Auch bei mir war leider die Eröffnung total schief gelaufen, nachdem ich einen Gegenstoß unterschätzt hatte, und mich anschließend auf eine langwierige Verteidigung einrichten musste. Jirovsky spielte dann wirklich sehr stark bis zu folgendem Endspiel, das ich den Lesern nicht vorenthalten möchte:

Hertneck-Jirovsky M.

Schwarz steht vor einer wichtigen Gabelung. Der Versuch 49...Txf3 scheidet offensichtlich aus wegen 50.Ke2 nebst Sxf4. Doch wie steht es mit den anderen drei Optionen? In der Partie war ich überzeugt, dass Schwarz mit dem Übergang ins Turmendspiel am besten fährt, also 49...Se3+ 50.Sxe3 Txe3, wonach ich 51.Tf2! geplant hatte. Es stellt sich heraus, dass sowohl nach dem von mir berechneten 51...Td3+ 52.Ke2 Txd4 53.Th2 a4 54.Th8 axb3 55.axb3 eine sehr hübsche positionelle Remisstellung entsteht, in der der schwarze turm sich nicht mehr befreien kann. Und auch nach  51...Kg5 52.Tg2+! Kf5 53.Tf2 hält Weiß gerade noch die Balance. Dies hatte ich noch alles richtig berechnet.

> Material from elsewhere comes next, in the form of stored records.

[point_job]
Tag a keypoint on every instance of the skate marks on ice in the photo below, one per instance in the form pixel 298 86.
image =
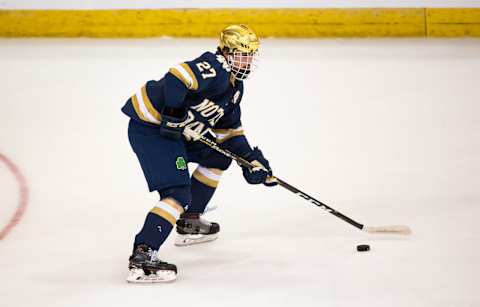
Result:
pixel 23 199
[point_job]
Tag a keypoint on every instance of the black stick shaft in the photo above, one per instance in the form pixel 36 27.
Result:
pixel 282 183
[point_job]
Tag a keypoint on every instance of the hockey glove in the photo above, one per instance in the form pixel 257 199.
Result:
pixel 261 172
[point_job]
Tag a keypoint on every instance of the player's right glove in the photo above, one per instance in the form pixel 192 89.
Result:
pixel 261 172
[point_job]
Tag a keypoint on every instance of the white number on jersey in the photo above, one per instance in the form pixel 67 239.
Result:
pixel 204 66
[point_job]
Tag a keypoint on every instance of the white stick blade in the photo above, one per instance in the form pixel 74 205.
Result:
pixel 394 229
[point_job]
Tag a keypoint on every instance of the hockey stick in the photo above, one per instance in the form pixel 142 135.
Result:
pixel 393 229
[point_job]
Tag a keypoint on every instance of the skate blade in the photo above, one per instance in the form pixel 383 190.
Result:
pixel 138 276
pixel 185 240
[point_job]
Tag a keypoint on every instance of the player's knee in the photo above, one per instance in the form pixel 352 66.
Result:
pixel 221 163
pixel 180 195
pixel 209 176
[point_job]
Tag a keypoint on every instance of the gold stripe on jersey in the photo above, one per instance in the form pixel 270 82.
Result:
pixel 194 85
pixel 207 179
pixel 226 134
pixel 151 109
pixel 137 108
pixel 166 215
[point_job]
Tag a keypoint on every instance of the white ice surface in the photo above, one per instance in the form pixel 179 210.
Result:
pixel 385 131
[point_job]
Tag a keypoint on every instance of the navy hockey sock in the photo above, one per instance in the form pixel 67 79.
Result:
pixel 204 184
pixel 158 225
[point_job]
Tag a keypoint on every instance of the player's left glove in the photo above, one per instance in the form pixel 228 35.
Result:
pixel 261 172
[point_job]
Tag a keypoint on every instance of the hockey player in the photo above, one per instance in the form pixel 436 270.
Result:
pixel 195 98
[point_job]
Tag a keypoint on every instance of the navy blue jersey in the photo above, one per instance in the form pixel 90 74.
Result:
pixel 204 87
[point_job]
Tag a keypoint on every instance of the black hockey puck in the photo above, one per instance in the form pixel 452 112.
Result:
pixel 363 248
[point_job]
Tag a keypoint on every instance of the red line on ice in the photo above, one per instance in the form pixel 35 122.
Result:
pixel 22 205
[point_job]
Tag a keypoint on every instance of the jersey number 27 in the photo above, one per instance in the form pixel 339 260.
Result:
pixel 209 70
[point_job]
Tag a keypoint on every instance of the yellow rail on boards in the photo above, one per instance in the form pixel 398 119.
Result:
pixel 295 23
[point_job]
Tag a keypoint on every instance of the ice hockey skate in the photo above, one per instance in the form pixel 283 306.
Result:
pixel 192 229
pixel 145 267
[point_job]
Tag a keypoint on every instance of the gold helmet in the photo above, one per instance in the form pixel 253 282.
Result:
pixel 239 38
pixel 239 44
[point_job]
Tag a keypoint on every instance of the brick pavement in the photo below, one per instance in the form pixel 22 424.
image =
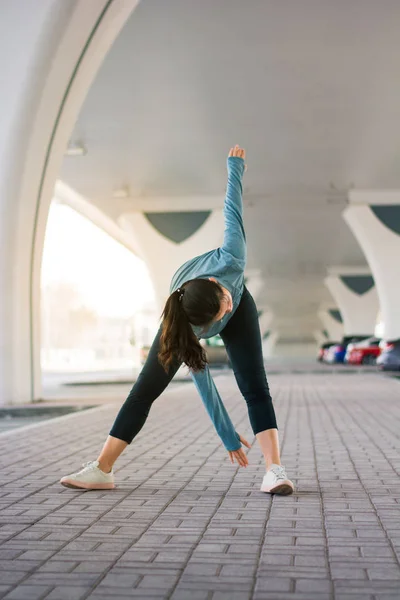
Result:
pixel 184 524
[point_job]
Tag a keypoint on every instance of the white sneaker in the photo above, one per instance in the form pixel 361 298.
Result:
pixel 90 477
pixel 276 481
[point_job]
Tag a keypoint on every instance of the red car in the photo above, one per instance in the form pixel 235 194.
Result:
pixel 363 353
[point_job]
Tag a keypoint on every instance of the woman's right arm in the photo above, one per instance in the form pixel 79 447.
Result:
pixel 234 234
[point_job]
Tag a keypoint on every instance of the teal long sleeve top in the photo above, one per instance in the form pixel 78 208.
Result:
pixel 227 265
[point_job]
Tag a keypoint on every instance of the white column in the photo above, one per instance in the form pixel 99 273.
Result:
pixel 354 291
pixel 164 256
pixel 254 282
pixel 332 322
pixel 374 218
pixel 49 57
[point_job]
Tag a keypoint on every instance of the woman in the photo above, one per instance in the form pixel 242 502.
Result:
pixel 208 296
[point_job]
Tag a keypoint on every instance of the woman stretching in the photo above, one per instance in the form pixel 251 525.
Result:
pixel 208 297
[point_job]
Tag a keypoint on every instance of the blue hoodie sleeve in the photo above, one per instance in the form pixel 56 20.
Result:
pixel 234 235
pixel 212 401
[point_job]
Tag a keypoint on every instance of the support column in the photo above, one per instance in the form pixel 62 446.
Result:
pixel 374 218
pixel 319 337
pixel 48 62
pixel 332 322
pixel 355 293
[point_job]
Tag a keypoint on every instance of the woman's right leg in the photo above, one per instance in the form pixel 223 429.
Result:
pixel 150 384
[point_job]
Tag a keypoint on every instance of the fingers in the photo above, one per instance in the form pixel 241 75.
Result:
pixel 240 458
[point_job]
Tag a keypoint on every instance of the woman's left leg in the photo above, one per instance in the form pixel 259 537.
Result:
pixel 242 340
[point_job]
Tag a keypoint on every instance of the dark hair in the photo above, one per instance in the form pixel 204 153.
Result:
pixel 196 302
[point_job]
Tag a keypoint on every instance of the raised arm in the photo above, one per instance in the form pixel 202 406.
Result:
pixel 234 235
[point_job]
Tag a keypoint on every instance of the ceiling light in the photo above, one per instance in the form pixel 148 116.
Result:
pixel 76 149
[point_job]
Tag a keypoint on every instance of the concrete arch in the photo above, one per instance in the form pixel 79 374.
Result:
pixel 86 30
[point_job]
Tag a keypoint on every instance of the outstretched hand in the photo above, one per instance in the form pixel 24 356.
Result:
pixel 239 455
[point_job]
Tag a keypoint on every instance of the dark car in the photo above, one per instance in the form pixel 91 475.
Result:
pixel 363 353
pixel 389 359
pixel 336 353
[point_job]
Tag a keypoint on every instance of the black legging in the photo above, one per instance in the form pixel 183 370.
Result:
pixel 242 340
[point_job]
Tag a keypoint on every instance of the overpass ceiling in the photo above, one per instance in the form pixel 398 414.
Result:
pixel 310 87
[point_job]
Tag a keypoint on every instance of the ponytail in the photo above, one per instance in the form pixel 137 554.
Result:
pixel 195 303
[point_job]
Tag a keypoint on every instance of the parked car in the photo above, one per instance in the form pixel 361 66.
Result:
pixel 323 350
pixel 363 353
pixel 389 359
pixel 337 352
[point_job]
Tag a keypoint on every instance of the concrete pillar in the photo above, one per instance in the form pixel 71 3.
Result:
pixel 48 61
pixel 167 240
pixel 374 218
pixel 354 291
pixel 332 322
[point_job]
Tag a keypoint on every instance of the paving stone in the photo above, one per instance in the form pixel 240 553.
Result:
pixel 184 524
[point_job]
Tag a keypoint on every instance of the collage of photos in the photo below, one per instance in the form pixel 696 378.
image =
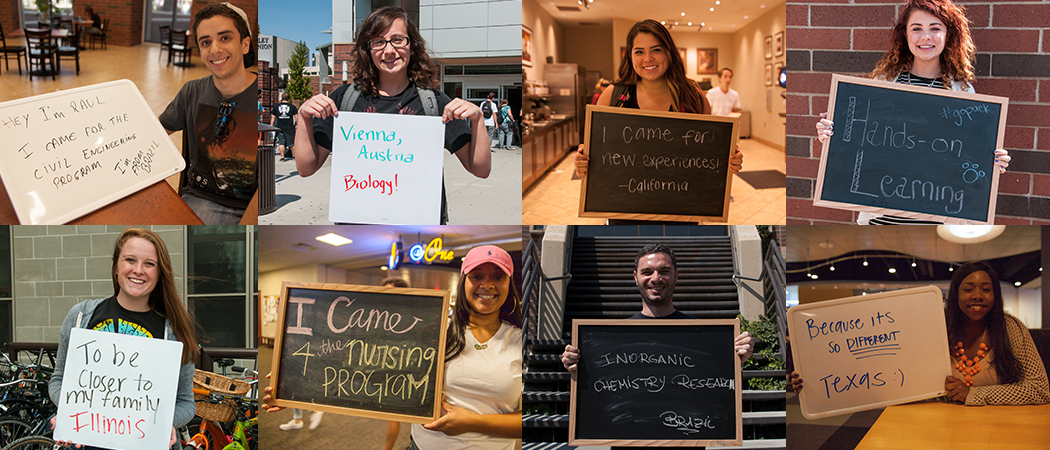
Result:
pixel 689 261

Richtig war aber der Übergang ins Springerendspiel mit 49...Txd2+ 50.Kxd2 Kg5! (deckt den wichtigen Bauern) 51.Kd3 Sd6 52.Kd2 Sb5 53.Kd3

Scheinbar hält Weiß gerade so eben die Blockade (auf Sc3 folgt offensichtlich a3), doch nach dem folgenden Dreiecksmanöver 53...Kf5! 54.Se1 (oder 54.Sh4+ Kf6) 54...Kg6 55.Sg2 Kg5 ist Weiß in entscheidendem Zugzwang, und kann praktisch aufgeben. Beide Spieler sahen diese Möglichkeit am Brett nicht, was wieder einmal zeigt, dass Endspiele auch von erfahrenen Spielern nicht leicht zu spielen sind! Dies war übrigens schon das zweite Mal in zwei Wochen, dass ich ein Springerendspiel falsch berechnete...

In der Partie (siehe vorheriges Diagramm) folgte für mich unverständlich 49...Txd4 50.Txd4 Sxd4 51.Sxf4 Ke5 52.Sd3+ Kf5 und nun hielt ich mit dem Trick 53.Se1 Kf4 54.Kd2! Remis. Denn wenn der schwarze Springer den Bauern f3 schlägt, steht Weiß nach dem Übergang in das Bauernendspiel sogar besser! Nach einem weiteren Fehler von Schwarz konnte ich sogar kurzzeitig noch auf Gewinn spielen.

Leider stellte sich zwischenzeitlich heraus, dass Uli auf die Verliererstraße geraten war, und auch Daniel kämpfte mit zwei Minusbauern auf verlorenem Posten. Diese beiden Partien mussten wir also schweren Herzens abschreiben. Somit hing alles an der Partie von Erasmus, der ein günstiges Endspiel gegen Anastasia Savina auf dem Brett hatte. Diese Partie verfolgten wir also mit bangen Blicken, denn bei bester Verteidigung schien ein Remis noch im Rahmen des Möglichen. Doch am Ende setzte sich ein hochkonzentrierter und eiskalter (Zitat Erasmus) Zugzwängler durch. Also ein knapper 4,5 zu 3,5 Sieg, der uns für die kommenden Runden fröhlich stimmt. Freilich ist die Konkurrenz in Form vom FC Bayern, Wacker Neutraubling und Passau nicht zu unterschätzen, und wir werden uns weiter harte Kämpfe liefern!